Understanding Maximum Out-of-Pocket Costs in Health Insurance
Navigating the complexities of health insurance involves more than just knowing your monthly premiums. A critical factor to consider is the maximum out-of-pocket cost (MOOP), as highlighted by financial advisor Suze Orman. This term refers to the maximum amount an insured individual must pay for covered in-network healthcare services annually, combining deductibles, copays, and coinsurance.
For 2026, individuals with employer-sponsored or ACA marketplace plans will face a federally set MOOP cap of $10,600 for individuals or $21,200 for families, although many employers opt for lower thresholds. Some employer plans might cap an individual's MOOP at about $4,500. It's crucial for policyholders to verify their specific plan details, particularly whether family coverage MOOP limits apply per person or collectively for the household.

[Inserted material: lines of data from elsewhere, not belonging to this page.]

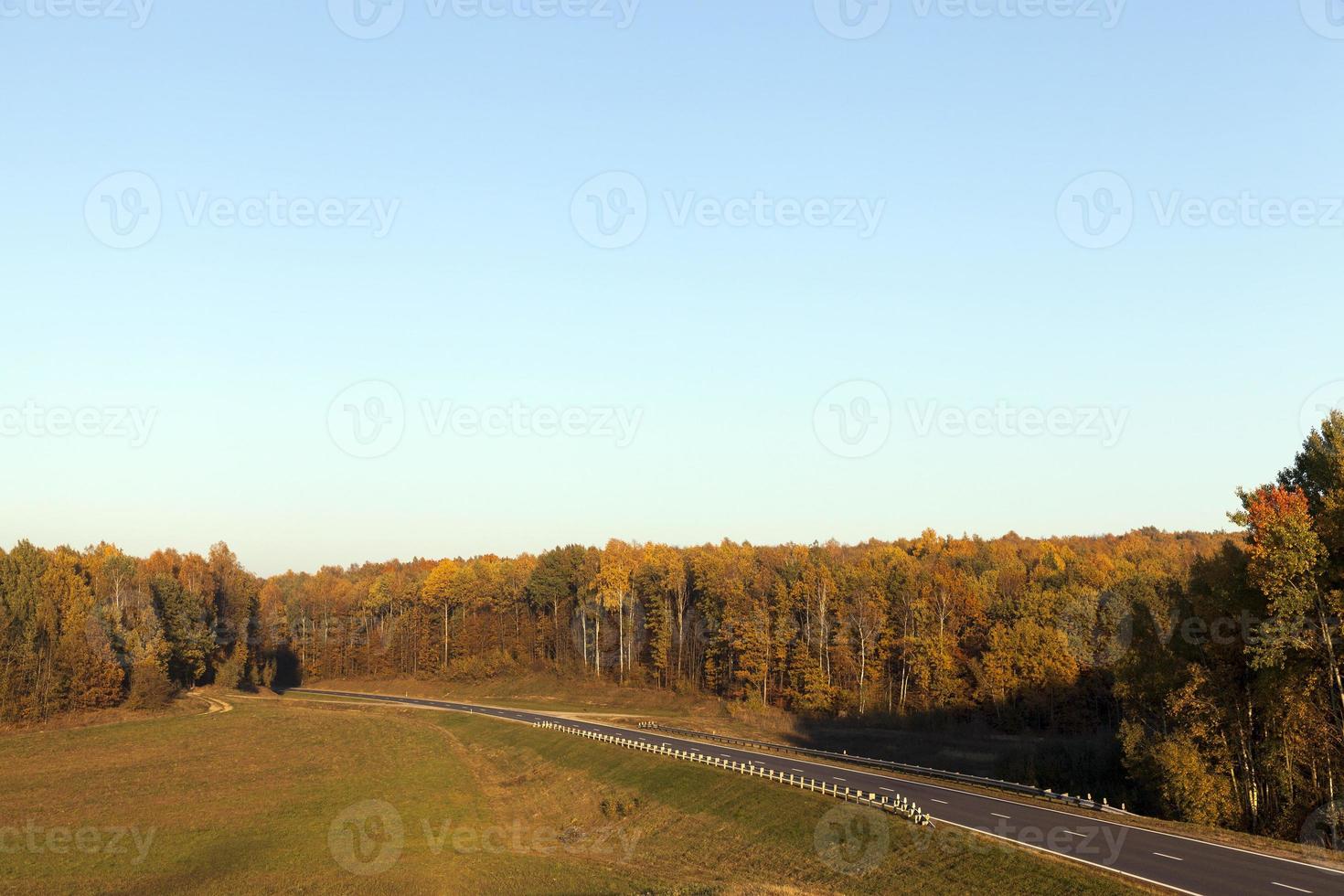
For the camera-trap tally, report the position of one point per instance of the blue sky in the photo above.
(749, 318)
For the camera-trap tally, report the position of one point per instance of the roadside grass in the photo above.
(614, 704)
(246, 799)
(730, 833)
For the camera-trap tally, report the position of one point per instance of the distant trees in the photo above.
(1217, 658)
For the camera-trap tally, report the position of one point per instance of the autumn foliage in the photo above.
(1211, 660)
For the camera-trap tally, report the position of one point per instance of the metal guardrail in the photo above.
(898, 766)
(898, 805)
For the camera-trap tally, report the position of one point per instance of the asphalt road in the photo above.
(1168, 860)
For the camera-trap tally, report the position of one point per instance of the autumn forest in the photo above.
(1211, 663)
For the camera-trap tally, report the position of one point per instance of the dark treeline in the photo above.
(1214, 658)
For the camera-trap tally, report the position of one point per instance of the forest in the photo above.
(1214, 658)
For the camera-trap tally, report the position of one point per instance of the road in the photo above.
(1176, 863)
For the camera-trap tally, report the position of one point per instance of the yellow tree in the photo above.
(613, 589)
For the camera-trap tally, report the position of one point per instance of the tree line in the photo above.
(1214, 657)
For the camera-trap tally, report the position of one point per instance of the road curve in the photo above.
(1176, 863)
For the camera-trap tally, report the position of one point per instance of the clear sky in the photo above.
(771, 271)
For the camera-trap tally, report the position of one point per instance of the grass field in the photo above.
(320, 798)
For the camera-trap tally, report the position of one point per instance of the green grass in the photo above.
(248, 799)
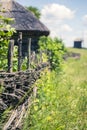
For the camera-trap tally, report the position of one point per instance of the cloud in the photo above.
(85, 19)
(54, 16)
(66, 28)
(56, 11)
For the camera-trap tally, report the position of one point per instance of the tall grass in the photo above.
(61, 102)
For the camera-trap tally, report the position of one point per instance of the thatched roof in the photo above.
(25, 21)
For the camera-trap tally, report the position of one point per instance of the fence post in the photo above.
(29, 53)
(19, 51)
(10, 55)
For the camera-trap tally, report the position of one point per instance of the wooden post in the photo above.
(29, 54)
(10, 55)
(19, 51)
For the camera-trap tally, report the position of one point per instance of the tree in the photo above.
(35, 11)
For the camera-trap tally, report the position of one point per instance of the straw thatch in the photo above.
(25, 21)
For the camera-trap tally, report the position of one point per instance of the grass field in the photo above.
(62, 98)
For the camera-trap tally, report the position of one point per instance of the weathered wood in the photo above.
(10, 55)
(20, 51)
(11, 119)
(29, 54)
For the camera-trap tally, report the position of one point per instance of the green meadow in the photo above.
(61, 102)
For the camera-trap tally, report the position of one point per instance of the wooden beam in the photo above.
(19, 51)
(29, 53)
(10, 55)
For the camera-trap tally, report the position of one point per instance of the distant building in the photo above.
(78, 43)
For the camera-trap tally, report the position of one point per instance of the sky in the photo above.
(66, 19)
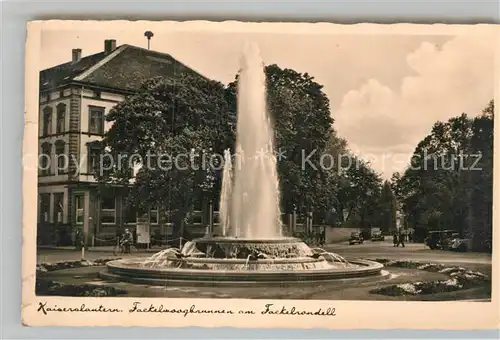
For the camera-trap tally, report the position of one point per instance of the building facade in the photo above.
(74, 99)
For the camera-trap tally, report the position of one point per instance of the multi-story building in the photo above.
(74, 99)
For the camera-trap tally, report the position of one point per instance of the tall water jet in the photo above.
(251, 250)
(226, 189)
(255, 200)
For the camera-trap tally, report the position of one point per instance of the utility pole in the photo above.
(148, 35)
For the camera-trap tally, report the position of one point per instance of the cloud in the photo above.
(456, 78)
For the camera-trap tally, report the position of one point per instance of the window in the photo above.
(96, 120)
(58, 207)
(130, 215)
(62, 161)
(94, 154)
(61, 121)
(108, 205)
(44, 208)
(154, 215)
(47, 121)
(79, 212)
(45, 159)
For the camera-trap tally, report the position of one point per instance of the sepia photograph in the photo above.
(258, 165)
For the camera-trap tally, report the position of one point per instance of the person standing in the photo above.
(401, 239)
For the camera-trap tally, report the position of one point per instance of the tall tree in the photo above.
(171, 130)
(388, 208)
(448, 184)
(300, 111)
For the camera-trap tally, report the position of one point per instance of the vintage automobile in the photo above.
(460, 244)
(438, 239)
(377, 236)
(356, 237)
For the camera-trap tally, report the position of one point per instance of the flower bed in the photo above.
(47, 287)
(49, 267)
(460, 278)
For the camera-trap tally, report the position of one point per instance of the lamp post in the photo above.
(148, 35)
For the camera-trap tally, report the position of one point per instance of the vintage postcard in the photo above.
(260, 175)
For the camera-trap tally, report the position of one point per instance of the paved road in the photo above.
(371, 250)
(411, 251)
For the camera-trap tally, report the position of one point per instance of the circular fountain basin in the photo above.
(288, 261)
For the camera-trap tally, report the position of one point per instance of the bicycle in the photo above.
(120, 249)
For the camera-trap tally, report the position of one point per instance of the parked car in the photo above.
(378, 236)
(460, 244)
(356, 237)
(438, 239)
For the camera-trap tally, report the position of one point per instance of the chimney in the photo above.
(76, 54)
(109, 45)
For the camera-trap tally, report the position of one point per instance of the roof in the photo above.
(126, 68)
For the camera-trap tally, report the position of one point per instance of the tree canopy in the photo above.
(448, 184)
(195, 117)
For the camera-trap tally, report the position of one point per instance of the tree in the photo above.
(388, 208)
(300, 111)
(171, 130)
(448, 184)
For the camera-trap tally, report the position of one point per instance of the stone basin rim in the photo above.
(202, 260)
(367, 266)
(234, 240)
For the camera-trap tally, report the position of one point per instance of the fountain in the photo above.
(252, 249)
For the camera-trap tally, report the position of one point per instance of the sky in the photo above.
(385, 90)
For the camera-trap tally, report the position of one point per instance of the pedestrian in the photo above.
(78, 239)
(401, 240)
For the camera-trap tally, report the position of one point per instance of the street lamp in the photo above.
(148, 35)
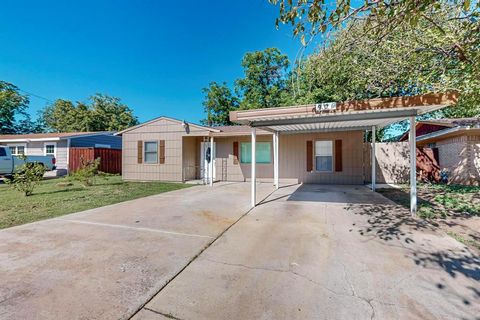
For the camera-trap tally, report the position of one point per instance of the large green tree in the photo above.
(100, 113)
(13, 104)
(110, 114)
(264, 83)
(218, 102)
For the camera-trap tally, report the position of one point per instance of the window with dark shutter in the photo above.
(235, 152)
(309, 156)
(161, 154)
(338, 156)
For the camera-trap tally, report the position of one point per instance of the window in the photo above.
(49, 148)
(262, 150)
(151, 152)
(17, 150)
(323, 155)
(99, 145)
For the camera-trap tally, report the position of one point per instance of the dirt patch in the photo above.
(454, 209)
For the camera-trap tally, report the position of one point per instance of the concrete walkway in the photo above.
(307, 252)
(324, 252)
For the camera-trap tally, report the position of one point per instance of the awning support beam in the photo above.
(210, 165)
(275, 160)
(374, 160)
(413, 168)
(253, 177)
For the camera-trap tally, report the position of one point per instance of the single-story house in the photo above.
(59, 144)
(318, 143)
(456, 146)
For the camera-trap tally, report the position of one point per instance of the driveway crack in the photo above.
(283, 271)
(166, 315)
(354, 293)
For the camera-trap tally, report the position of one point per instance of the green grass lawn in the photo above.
(56, 197)
(455, 209)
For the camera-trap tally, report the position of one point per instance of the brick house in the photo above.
(456, 145)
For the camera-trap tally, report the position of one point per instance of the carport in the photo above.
(359, 115)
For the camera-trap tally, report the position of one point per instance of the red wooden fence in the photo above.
(110, 159)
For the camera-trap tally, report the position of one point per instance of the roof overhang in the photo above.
(446, 133)
(209, 129)
(350, 115)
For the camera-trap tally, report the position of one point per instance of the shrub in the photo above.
(27, 176)
(87, 172)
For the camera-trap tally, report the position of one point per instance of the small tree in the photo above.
(27, 176)
(87, 172)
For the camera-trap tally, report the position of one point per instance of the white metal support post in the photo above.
(413, 167)
(211, 161)
(253, 166)
(275, 161)
(374, 159)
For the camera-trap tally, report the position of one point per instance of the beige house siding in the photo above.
(162, 129)
(182, 156)
(292, 159)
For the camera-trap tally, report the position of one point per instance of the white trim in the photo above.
(315, 155)
(54, 150)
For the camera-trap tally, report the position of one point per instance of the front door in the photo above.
(206, 155)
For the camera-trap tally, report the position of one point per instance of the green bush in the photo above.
(87, 172)
(27, 176)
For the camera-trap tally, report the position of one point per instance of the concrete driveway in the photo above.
(325, 252)
(107, 262)
(307, 252)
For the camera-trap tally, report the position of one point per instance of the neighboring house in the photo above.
(59, 144)
(330, 150)
(456, 146)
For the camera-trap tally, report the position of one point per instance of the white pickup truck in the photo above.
(9, 163)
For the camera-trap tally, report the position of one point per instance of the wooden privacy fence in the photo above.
(110, 159)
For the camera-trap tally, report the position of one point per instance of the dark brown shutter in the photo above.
(139, 151)
(338, 156)
(309, 156)
(235, 152)
(161, 153)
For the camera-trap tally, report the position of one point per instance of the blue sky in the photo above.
(155, 55)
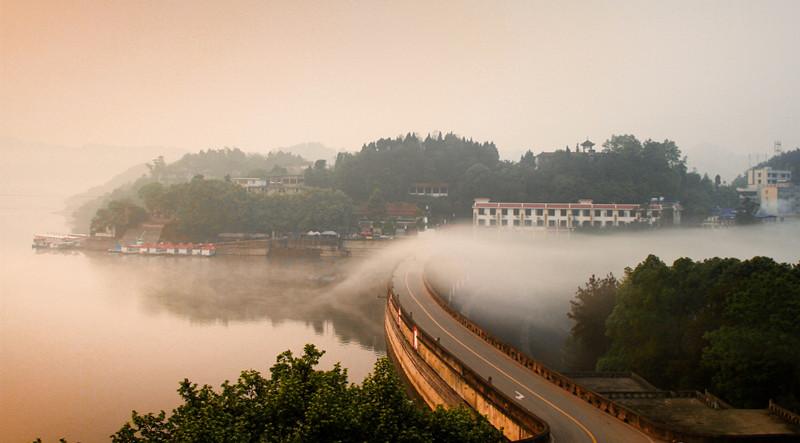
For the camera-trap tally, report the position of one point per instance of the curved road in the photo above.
(570, 418)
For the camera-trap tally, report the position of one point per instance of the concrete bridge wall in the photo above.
(662, 431)
(441, 379)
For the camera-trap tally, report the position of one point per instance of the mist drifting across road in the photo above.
(519, 283)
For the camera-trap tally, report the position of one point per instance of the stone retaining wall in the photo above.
(420, 356)
(651, 427)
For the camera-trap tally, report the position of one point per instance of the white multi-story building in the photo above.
(767, 176)
(759, 178)
(251, 184)
(566, 216)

Medicare Advantage plans will set the MOOP limit at $9,250 for in-network services in 2026. With out-of-pocket expenses potentially exceeding $4,000, Orman stresses the importance of Medigap insurance for Original Medicare participants, as it covers only 80% of Part B costs without a cap on the remainder. This underscores the need for financial preparation, urging households to maintain emergency savings sufficient to cover their MOOP for at least two years, considering potential medical incidents occurring late in the year.
Recent data highlight this cautionary advice, with a 2025 KFF poll revealing significant concern over healthcare cost affordability and fear of unexpected medical bills. Orman suggests that individuals calculate their household's MOOP and ensure their emergency savings align with this expense. To mitigate financial risk, the Consumer Financial Protection Bureau advises setting a savings target, making steady contributions, and tracking progress as practical steps toward financial readiness. Understanding the full scope of potential healthcare costs is essential for comprehensive financial protection.